Folgenden Usern gefällt der Beitrag: HerrBeutel, CookieMonster ... und 4 Gästen.
  • Philipp
    #1 | 14. März 2016 um 20:59 Uhr
    UNGESPIELT: KACKSPIEL!1111 #XboxOneHate
  • CookieMonster
    #2 | 15. März 2016 um 23:45 Uhr
    Kann dem so eigentlich zustimmen: Street Fighter V ist ein gutes, aber inhaltlich schwaches Spiel.

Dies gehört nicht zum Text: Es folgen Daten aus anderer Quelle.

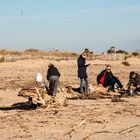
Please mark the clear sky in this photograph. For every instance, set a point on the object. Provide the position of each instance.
(70, 24)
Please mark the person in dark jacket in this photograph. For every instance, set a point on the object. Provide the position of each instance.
(108, 80)
(53, 77)
(134, 80)
(82, 74)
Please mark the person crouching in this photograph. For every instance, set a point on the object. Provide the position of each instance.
(108, 80)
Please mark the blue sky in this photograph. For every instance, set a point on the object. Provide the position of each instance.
(70, 24)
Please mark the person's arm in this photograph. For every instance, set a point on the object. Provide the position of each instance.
(81, 63)
(129, 83)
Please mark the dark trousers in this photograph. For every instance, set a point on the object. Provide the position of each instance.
(84, 84)
(111, 85)
(53, 80)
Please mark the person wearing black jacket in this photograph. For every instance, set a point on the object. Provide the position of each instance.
(108, 80)
(134, 80)
(82, 74)
(53, 77)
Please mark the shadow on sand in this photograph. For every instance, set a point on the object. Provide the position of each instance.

    Viel mehr als die fehlenden Modi für Solo-Spieler stören mich persönlich dabei aber Dinge wie die fehlende Bestrafung für das vorzeitige Beenden eines Spiels. Dem geht man mittlerweile zwar nach, aber noch nicht automatisiert. USF4 kam zwar auch ohne Bestrafung aus, die Anzahl der Rage Quitter (teilweise waren es aber auch sicher Verbindungsabbrüche) nahm in den ersten Wochen aber absurde Ausmaße an.

    Eine absolut vertane Chance ist natürlich, dass das Spiel Neueinsteigern keinerlei Hilfe bietet. Das Tutorial ist spärlich und erklärt nicht einmal das Nötigste. Natürlich reicht man die Youtube Videos nach, im Spiel hätte das aber durch Interaktion noch einmal viel viel besser vermittelt werden können. Hoffentlich kommt das noch.
  • Jari
    #3 | 17. März 2016 um 10:32 Uhr
    Selbst wenn ich Prügelspiele mögen würde, wäre Street Fighter nicht meine erste Wahl. Wenn Publisher meinen, halbfertige Spiele unbedingt an einem bestimmmten Datum auf den Markt werfen zu müssen, dann muss dies nicht auch noch unterstützt werden.